Perhaps I was being paranoid. It would be too easy to place the blame on a man who so unnerved me. But I didn't think I was stretching here. McNaught was fully capable of paying those dancers off, and lord knew he wouldn't hesitate to if it suited his own means.

Several heartbeats later, Marcus was back at my side. I reached out and gripped his arm. "I forgive you, Marcus. And I believe you."

He let out a heavy breath. "Thank you. I know you must have waited for me, and I hated the idea of letting you down."

His words hit me hard, underscoring my own duplicity. I tried to tell myself it was all to keep him safe, and then realized this must have been what John told himself when he lied to me and Henry. What a hypocrite I was. And who was to say that my lies would even protect my twin? He might be caught up in this intrigue no matter what I did to keep him free of it.

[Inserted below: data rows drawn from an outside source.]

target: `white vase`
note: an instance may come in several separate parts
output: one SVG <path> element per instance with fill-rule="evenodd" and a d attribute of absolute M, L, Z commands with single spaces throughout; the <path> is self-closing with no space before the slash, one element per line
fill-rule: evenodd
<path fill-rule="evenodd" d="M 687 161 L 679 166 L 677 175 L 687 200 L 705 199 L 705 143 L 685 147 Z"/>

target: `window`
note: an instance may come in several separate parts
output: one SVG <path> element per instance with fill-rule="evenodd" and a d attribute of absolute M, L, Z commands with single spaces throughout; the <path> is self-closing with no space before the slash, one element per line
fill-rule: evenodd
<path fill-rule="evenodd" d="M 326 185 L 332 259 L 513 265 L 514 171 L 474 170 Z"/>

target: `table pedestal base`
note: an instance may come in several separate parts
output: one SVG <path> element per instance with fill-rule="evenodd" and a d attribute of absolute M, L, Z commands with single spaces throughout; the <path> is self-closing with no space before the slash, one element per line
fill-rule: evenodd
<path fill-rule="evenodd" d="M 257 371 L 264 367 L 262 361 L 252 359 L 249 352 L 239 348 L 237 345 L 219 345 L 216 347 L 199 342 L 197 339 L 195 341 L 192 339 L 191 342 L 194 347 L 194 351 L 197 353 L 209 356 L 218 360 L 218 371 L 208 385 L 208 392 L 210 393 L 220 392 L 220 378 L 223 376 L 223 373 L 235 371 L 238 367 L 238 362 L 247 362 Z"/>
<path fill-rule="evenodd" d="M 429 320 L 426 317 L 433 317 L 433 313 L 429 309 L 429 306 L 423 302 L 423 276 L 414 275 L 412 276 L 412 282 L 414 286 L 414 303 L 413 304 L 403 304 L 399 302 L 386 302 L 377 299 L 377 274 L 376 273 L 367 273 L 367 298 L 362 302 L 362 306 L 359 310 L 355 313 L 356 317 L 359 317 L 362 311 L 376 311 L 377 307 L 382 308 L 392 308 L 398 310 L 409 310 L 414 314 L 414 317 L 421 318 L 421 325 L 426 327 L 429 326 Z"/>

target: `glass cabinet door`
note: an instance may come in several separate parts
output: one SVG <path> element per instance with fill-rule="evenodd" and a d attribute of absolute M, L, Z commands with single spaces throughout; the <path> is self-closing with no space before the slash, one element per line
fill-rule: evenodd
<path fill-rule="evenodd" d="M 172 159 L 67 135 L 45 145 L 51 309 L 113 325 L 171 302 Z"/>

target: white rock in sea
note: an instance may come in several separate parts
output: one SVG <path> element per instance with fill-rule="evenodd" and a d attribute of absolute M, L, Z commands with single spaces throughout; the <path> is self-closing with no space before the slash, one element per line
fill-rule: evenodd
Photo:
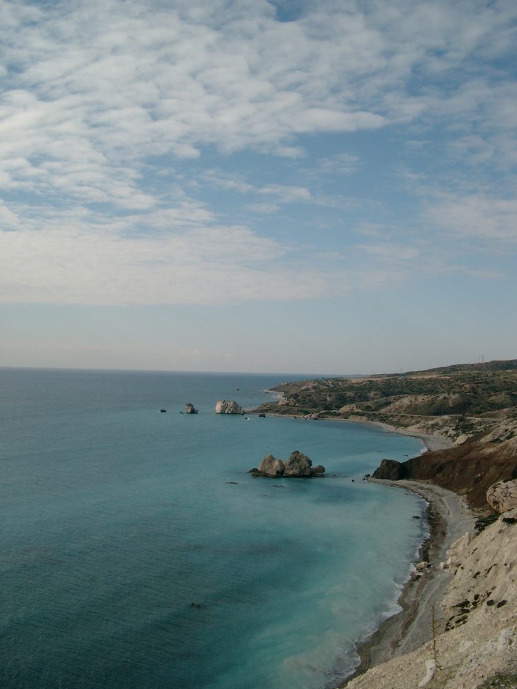
<path fill-rule="evenodd" d="M 267 455 L 258 464 L 258 471 L 265 476 L 274 477 L 282 475 L 285 466 L 285 462 L 282 460 L 277 460 L 272 455 Z"/>
<path fill-rule="evenodd" d="M 487 491 L 487 502 L 501 514 L 517 507 L 517 481 L 498 481 Z"/>
<path fill-rule="evenodd" d="M 216 402 L 216 414 L 243 414 L 244 410 L 236 402 L 229 400 L 219 400 Z"/>
<path fill-rule="evenodd" d="M 295 450 L 287 460 L 284 469 L 284 476 L 310 476 L 312 462 L 301 452 Z M 325 471 L 325 470 L 323 470 Z"/>

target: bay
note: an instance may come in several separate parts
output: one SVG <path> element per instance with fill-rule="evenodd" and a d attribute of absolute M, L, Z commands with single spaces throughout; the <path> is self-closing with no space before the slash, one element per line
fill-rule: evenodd
<path fill-rule="evenodd" d="M 295 378 L 0 369 L 1 686 L 311 689 L 353 669 L 425 536 L 420 498 L 361 479 L 422 444 L 214 413 Z M 247 473 L 295 449 L 326 477 Z"/>

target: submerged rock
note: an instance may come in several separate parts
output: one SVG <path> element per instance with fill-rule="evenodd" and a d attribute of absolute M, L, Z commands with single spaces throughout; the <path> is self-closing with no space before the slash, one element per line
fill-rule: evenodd
<path fill-rule="evenodd" d="M 324 466 L 321 464 L 313 466 L 307 455 L 298 450 L 292 453 L 287 462 L 278 460 L 273 455 L 267 455 L 261 462 L 258 469 L 254 467 L 250 471 L 252 476 L 265 476 L 270 478 L 308 478 L 311 476 L 321 476 L 324 473 Z"/>
<path fill-rule="evenodd" d="M 219 400 L 216 402 L 216 414 L 243 414 L 244 410 L 236 402 L 229 400 Z"/>

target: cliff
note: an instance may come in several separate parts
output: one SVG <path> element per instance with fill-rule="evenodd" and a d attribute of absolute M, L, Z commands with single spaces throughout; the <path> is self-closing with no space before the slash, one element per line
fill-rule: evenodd
<path fill-rule="evenodd" d="M 517 686 L 517 508 L 447 551 L 452 578 L 432 639 L 350 681 L 347 689 Z"/>
<path fill-rule="evenodd" d="M 380 467 L 377 477 L 432 481 L 465 495 L 473 507 L 485 507 L 491 484 L 517 476 L 516 359 L 274 389 L 281 399 L 259 411 L 389 424 L 407 433 L 439 435 L 455 446 L 403 462 L 398 476 L 393 464 L 389 473 Z"/>

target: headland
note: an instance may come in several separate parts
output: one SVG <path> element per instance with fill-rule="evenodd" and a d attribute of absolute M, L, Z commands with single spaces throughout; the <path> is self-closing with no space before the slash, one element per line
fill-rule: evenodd
<path fill-rule="evenodd" d="M 498 511 L 487 502 L 501 482 L 517 495 L 517 360 L 274 391 L 278 399 L 254 411 L 371 424 L 418 437 L 428 451 L 374 474 L 427 501 L 430 537 L 401 613 L 359 644 L 361 665 L 344 686 L 517 687 L 517 500 Z"/>

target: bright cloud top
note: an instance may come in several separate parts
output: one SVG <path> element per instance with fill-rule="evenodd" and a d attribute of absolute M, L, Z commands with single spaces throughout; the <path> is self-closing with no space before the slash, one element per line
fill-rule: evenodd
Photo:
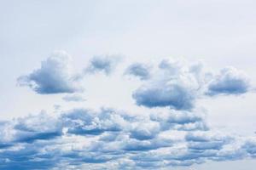
<path fill-rule="evenodd" d="M 80 90 L 71 72 L 71 56 L 64 51 L 55 52 L 41 63 L 41 68 L 18 79 L 38 94 L 74 93 Z"/>
<path fill-rule="evenodd" d="M 64 52 L 55 54 L 19 82 L 38 94 L 76 92 L 63 99 L 83 101 L 67 59 Z M 93 58 L 85 71 L 108 75 L 112 60 Z M 56 117 L 41 113 L 2 122 L 0 167 L 158 169 L 255 157 L 255 137 L 212 130 L 196 107 L 200 98 L 248 92 L 245 73 L 227 67 L 214 74 L 202 63 L 175 60 L 145 65 L 131 64 L 124 71 L 142 82 L 131 97 L 147 108 L 144 114 L 73 108 Z"/>

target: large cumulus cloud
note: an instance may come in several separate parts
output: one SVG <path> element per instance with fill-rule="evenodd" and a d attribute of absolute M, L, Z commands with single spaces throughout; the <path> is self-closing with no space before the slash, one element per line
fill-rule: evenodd
<path fill-rule="evenodd" d="M 158 71 L 132 97 L 138 105 L 191 110 L 204 81 L 199 68 L 193 66 L 191 71 L 184 61 L 162 60 Z"/>
<path fill-rule="evenodd" d="M 71 56 L 66 52 L 54 52 L 46 60 L 42 61 L 41 68 L 19 77 L 18 82 L 42 94 L 79 91 L 71 72 L 70 61 Z"/>
<path fill-rule="evenodd" d="M 250 89 L 249 78 L 234 67 L 214 74 L 202 63 L 164 60 L 132 94 L 137 105 L 148 108 L 192 110 L 197 99 L 217 94 L 241 94 Z"/>
<path fill-rule="evenodd" d="M 199 126 L 201 124 L 201 126 Z M 152 169 L 255 156 L 255 138 L 210 130 L 203 114 L 75 109 L 0 123 L 3 169 Z"/>
<path fill-rule="evenodd" d="M 20 82 L 38 94 L 77 92 L 68 57 L 55 54 Z M 110 74 L 112 60 L 93 58 L 85 72 Z M 147 69 L 128 67 L 143 80 L 132 94 L 137 105 L 148 108 L 143 114 L 77 108 L 0 122 L 0 169 L 167 169 L 256 156 L 255 137 L 212 130 L 195 107 L 201 97 L 247 92 L 241 71 L 228 67 L 214 74 L 202 63 L 175 60 L 162 60 L 150 76 Z"/>

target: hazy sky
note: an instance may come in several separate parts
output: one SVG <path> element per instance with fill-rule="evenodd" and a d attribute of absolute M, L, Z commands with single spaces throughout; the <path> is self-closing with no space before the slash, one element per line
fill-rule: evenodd
<path fill-rule="evenodd" d="M 154 81 L 162 82 L 158 82 L 159 77 L 168 76 L 166 75 L 167 73 L 156 73 L 157 65 L 164 59 L 182 59 L 189 65 L 201 61 L 206 70 L 212 71 L 219 76 L 225 74 L 219 73 L 223 68 L 236 68 L 227 73 L 231 74 L 231 78 L 238 80 L 232 82 L 228 75 L 227 81 L 230 81 L 231 84 L 244 80 L 240 71 L 246 74 L 250 81 L 250 90 L 247 88 L 246 93 L 234 91 L 228 94 L 225 91 L 220 95 L 209 95 L 211 97 L 201 94 L 195 94 L 195 97 L 193 94 L 191 100 L 194 105 L 195 99 L 196 109 L 206 113 L 205 119 L 211 129 L 255 138 L 255 8 L 256 2 L 253 0 L 2 0 L 0 125 L 1 121 L 10 122 L 12 118 L 37 115 L 42 111 L 58 116 L 76 108 L 96 110 L 104 106 L 141 114 L 150 111 L 152 105 L 154 107 L 158 103 L 143 100 L 148 97 L 146 90 L 151 90 Z M 59 60 L 47 60 L 50 56 L 55 56 L 54 52 L 56 51 L 65 53 L 59 55 L 68 54 L 67 55 L 72 57 L 67 66 L 73 69 L 71 74 L 81 79 L 78 81 L 83 90 L 77 90 L 70 83 L 66 84 L 67 72 L 66 70 L 62 72 L 61 69 L 67 65 L 62 60 L 60 61 L 60 70 L 54 68 L 55 62 L 58 66 Z M 42 61 L 46 69 L 43 68 Z M 138 70 L 130 72 L 131 76 L 126 75 L 125 69 L 133 63 L 145 65 L 142 65 Z M 113 71 L 112 67 L 114 67 Z M 132 74 L 138 74 L 139 76 L 145 75 L 148 69 L 153 75 L 156 74 L 152 76 L 152 80 L 132 77 Z M 56 75 L 48 77 L 51 71 L 55 71 Z M 61 78 L 58 74 L 61 74 Z M 44 75 L 46 75 L 45 79 Z M 26 83 L 32 81 L 41 88 L 32 88 L 31 84 L 20 86 L 17 81 L 20 76 L 28 79 Z M 70 77 L 73 78 L 72 76 Z M 226 82 L 224 78 L 223 83 Z M 55 85 L 50 81 L 57 81 L 58 88 L 49 89 L 51 93 L 44 91 L 49 83 L 49 87 Z M 225 87 L 222 82 L 213 83 Z M 160 86 L 166 88 L 162 84 Z M 232 87 L 232 89 L 235 88 Z M 60 93 L 60 89 L 65 93 Z M 67 95 L 67 89 L 75 92 L 75 95 Z M 216 88 L 214 89 L 214 93 L 218 93 L 223 88 L 218 88 L 218 91 Z M 168 94 L 168 92 L 163 94 Z M 175 105 L 172 109 L 194 108 L 194 105 Z M 154 108 L 152 110 L 154 110 Z M 0 139 L 0 150 L 1 142 Z M 254 147 L 256 150 L 256 143 Z M 0 156 L 2 158 L 3 156 Z M 254 160 L 237 160 L 221 162 L 207 161 L 201 165 L 175 167 L 173 169 L 251 170 L 256 166 Z"/>

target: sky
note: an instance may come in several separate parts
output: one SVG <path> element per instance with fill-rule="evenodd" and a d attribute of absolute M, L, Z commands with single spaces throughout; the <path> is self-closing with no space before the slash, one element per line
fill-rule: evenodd
<path fill-rule="evenodd" d="M 0 168 L 256 166 L 254 1 L 0 3 Z"/>

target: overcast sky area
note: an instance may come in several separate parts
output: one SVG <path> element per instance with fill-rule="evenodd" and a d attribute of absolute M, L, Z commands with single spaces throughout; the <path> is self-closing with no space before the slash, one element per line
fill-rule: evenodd
<path fill-rule="evenodd" d="M 0 0 L 0 169 L 253 169 L 255 8 Z"/>

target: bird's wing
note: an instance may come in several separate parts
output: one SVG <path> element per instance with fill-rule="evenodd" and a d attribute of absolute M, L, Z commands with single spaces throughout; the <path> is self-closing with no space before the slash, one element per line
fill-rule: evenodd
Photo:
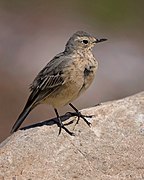
<path fill-rule="evenodd" d="M 30 86 L 31 94 L 26 106 L 40 102 L 65 83 L 63 68 L 70 62 L 69 58 L 60 53 L 39 72 Z"/>

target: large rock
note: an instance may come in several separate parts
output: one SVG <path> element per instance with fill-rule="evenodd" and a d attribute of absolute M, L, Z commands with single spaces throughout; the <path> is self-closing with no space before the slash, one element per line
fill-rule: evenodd
<path fill-rule="evenodd" d="M 144 92 L 82 113 L 94 115 L 88 119 L 92 127 L 81 119 L 75 136 L 58 136 L 51 120 L 7 138 L 0 148 L 0 179 L 144 179 Z"/>

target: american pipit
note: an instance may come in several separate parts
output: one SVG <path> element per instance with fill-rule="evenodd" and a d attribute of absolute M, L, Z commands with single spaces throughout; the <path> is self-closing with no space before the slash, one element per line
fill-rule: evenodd
<path fill-rule="evenodd" d="M 106 40 L 97 39 L 83 31 L 74 33 L 68 40 L 64 52 L 56 55 L 34 79 L 30 86 L 31 94 L 28 101 L 11 132 L 15 132 L 30 111 L 42 103 L 53 106 L 60 127 L 59 134 L 63 128 L 73 135 L 64 126 L 57 111 L 57 108 L 67 104 L 75 110 L 78 121 L 81 117 L 90 126 L 71 102 L 91 85 L 98 67 L 92 48 L 96 43 Z"/>

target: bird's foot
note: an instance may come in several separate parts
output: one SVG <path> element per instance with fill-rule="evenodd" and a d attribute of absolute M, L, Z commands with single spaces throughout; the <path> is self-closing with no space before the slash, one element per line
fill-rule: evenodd
<path fill-rule="evenodd" d="M 71 131 L 69 131 L 66 127 L 65 127 L 65 125 L 68 125 L 68 124 L 63 124 L 61 121 L 55 121 L 55 123 L 57 124 L 57 126 L 59 127 L 59 133 L 58 133 L 58 135 L 60 135 L 61 134 L 61 131 L 62 131 L 62 129 L 64 129 L 69 135 L 71 135 L 71 136 L 75 136 L 75 134 L 73 133 L 73 132 L 71 132 Z"/>
<path fill-rule="evenodd" d="M 89 115 L 89 116 L 88 115 L 83 115 L 79 111 L 67 112 L 67 113 L 70 114 L 71 116 L 77 116 L 78 117 L 75 126 L 79 123 L 80 118 L 82 118 L 89 127 L 91 126 L 91 123 L 86 118 L 92 118 L 93 117 L 92 115 Z"/>

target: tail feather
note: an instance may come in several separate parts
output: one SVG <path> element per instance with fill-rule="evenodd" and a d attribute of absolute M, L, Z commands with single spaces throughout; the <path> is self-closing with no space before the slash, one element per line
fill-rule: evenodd
<path fill-rule="evenodd" d="M 11 133 L 15 132 L 18 130 L 18 128 L 20 127 L 20 125 L 23 123 L 23 121 L 25 120 L 25 118 L 27 117 L 27 115 L 30 113 L 31 111 L 31 107 L 27 107 L 24 108 L 24 110 L 22 111 L 22 113 L 19 115 L 17 121 L 15 122 L 15 124 L 12 127 Z"/>

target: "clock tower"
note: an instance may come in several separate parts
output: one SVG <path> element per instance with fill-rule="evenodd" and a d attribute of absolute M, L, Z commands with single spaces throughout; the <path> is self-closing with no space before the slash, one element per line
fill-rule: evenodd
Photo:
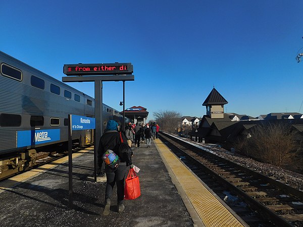
<path fill-rule="evenodd" d="M 224 104 L 228 103 L 214 87 L 202 105 L 206 106 L 206 115 L 211 118 L 224 118 Z"/>

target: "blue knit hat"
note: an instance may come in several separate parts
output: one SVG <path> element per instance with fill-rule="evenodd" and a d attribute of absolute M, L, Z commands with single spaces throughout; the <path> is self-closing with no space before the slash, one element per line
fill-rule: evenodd
<path fill-rule="evenodd" d="M 117 130 L 118 129 L 118 123 L 114 120 L 110 120 L 108 121 L 106 126 L 107 130 Z"/>

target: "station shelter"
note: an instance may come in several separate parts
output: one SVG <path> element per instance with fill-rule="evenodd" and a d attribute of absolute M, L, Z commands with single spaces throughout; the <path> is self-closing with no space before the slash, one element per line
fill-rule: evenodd
<path fill-rule="evenodd" d="M 125 117 L 133 120 L 134 123 L 138 123 L 139 125 L 145 124 L 145 122 L 148 116 L 148 112 L 146 108 L 142 106 L 133 106 L 124 110 Z M 123 115 L 123 111 L 120 112 L 121 115 Z"/>

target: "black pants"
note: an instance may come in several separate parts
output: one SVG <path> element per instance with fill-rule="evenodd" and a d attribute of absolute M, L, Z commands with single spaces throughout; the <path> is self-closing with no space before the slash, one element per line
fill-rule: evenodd
<path fill-rule="evenodd" d="M 135 144 L 137 144 L 138 147 L 140 146 L 140 135 L 136 135 L 135 136 Z"/>
<path fill-rule="evenodd" d="M 112 169 L 108 166 L 105 166 L 106 174 L 106 188 L 105 199 L 111 199 L 113 196 L 114 186 L 117 183 L 117 196 L 118 204 L 122 204 L 124 199 L 124 178 L 126 172 L 125 163 L 120 163 L 116 169 Z"/>

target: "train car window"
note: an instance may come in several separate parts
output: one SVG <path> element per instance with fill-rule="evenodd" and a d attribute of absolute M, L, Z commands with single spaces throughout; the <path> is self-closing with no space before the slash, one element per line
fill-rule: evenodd
<path fill-rule="evenodd" d="M 68 98 L 72 98 L 72 92 L 68 91 L 67 90 L 64 90 L 64 97 Z"/>
<path fill-rule="evenodd" d="M 50 92 L 60 95 L 60 87 L 55 85 L 55 84 L 50 84 Z"/>
<path fill-rule="evenodd" d="M 35 76 L 32 76 L 30 78 L 30 84 L 33 87 L 36 87 L 41 89 L 44 89 L 45 87 L 44 81 Z"/>
<path fill-rule="evenodd" d="M 30 116 L 31 127 L 42 126 L 44 125 L 44 118 L 42 116 Z"/>
<path fill-rule="evenodd" d="M 5 64 L 1 64 L 1 74 L 6 77 L 21 81 L 22 80 L 22 72 Z"/>
<path fill-rule="evenodd" d="M 80 101 L 80 95 L 75 94 L 75 101 L 77 101 L 77 102 Z"/>
<path fill-rule="evenodd" d="M 60 125 L 60 119 L 59 118 L 50 118 L 50 126 L 58 126 Z"/>
<path fill-rule="evenodd" d="M 0 115 L 0 126 L 2 127 L 19 127 L 21 125 L 21 115 L 10 114 L 1 114 Z"/>

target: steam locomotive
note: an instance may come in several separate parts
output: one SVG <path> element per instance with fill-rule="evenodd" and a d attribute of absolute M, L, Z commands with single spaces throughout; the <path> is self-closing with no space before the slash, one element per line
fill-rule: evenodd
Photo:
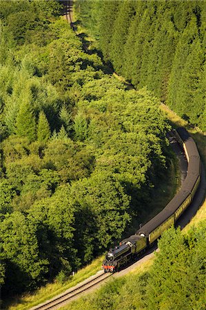
<path fill-rule="evenodd" d="M 188 164 L 187 176 L 180 190 L 159 214 L 134 235 L 123 240 L 119 246 L 109 251 L 102 265 L 105 272 L 119 270 L 122 265 L 152 246 L 165 229 L 174 225 L 193 200 L 200 180 L 199 153 L 194 141 L 185 128 L 178 128 L 175 134 L 183 148 Z"/>

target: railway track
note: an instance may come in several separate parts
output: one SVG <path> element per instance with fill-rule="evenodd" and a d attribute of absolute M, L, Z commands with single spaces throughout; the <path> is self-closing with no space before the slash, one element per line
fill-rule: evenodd
<path fill-rule="evenodd" d="M 112 276 L 112 273 L 104 273 L 103 271 L 100 271 L 95 276 L 93 276 L 89 279 L 85 280 L 83 282 L 77 285 L 74 287 L 69 289 L 65 292 L 60 294 L 54 298 L 48 300 L 38 306 L 31 308 L 30 310 L 46 310 L 46 309 L 56 309 L 63 307 L 70 300 L 78 296 L 81 293 L 89 290 L 92 287 L 97 286 L 101 282 L 104 281 L 107 278 Z"/>

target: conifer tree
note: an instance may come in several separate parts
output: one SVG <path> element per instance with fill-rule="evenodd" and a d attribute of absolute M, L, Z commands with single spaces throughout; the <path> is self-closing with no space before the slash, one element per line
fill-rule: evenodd
<path fill-rule="evenodd" d="M 114 68 L 118 72 L 121 72 L 122 67 L 123 46 L 127 40 L 127 30 L 130 26 L 130 21 L 132 18 L 134 5 L 134 1 L 121 1 L 117 17 L 114 23 L 110 55 Z"/>
<path fill-rule="evenodd" d="M 183 72 L 190 51 L 190 45 L 197 36 L 196 19 L 193 17 L 179 37 L 169 81 L 168 104 L 182 115 L 185 110 L 182 102 L 182 91 L 184 87 Z"/>
<path fill-rule="evenodd" d="M 71 113 L 68 111 L 65 105 L 63 105 L 59 116 L 66 131 L 70 132 L 72 129 L 72 121 L 71 119 Z"/>
<path fill-rule="evenodd" d="M 76 140 L 83 141 L 87 136 L 87 123 L 85 116 L 81 112 L 79 112 L 74 118 L 74 136 Z"/>
<path fill-rule="evenodd" d="M 68 134 L 63 127 L 63 125 L 61 126 L 61 130 L 58 132 L 57 138 L 60 140 L 68 140 Z"/>
<path fill-rule="evenodd" d="M 37 138 L 39 141 L 47 142 L 50 135 L 51 132 L 49 123 L 44 112 L 41 111 L 39 115 Z"/>
<path fill-rule="evenodd" d="M 27 136 L 30 141 L 34 141 L 36 138 L 36 121 L 31 102 L 30 92 L 27 90 L 17 116 L 16 132 L 19 136 Z"/>
<path fill-rule="evenodd" d="M 104 59 L 107 61 L 110 57 L 110 43 L 113 33 L 114 23 L 116 14 L 119 11 L 121 1 L 103 1 L 102 14 L 100 23 L 100 47 L 103 52 Z"/>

"Your husband is in rare form tonight," Marcus said. "The man's lucky I was sober when he insulted you, otherwise I might have disgraced us both in front of the queen."

"Be easy on him. He's under immense pressure right now. No doubt he'll apologize once we're home."

"He doesn't speak to you like that often, does he?"

I shook my head. "Never."

My brother remained quiet in response, and I could tell from the mulish expression on his face that he didn't believe me.

"Marcus, I swear it."

The dance parted us one final time before bringing us together again. I wanted to say something else, reassure my twin that John had never treated me with anything but kindness, but then McNaught joined us.

"Would you care to dance, Kit?" he asked, using my nickname again. Thank God only Marcus was close enough to hear – something I was sure he had planned.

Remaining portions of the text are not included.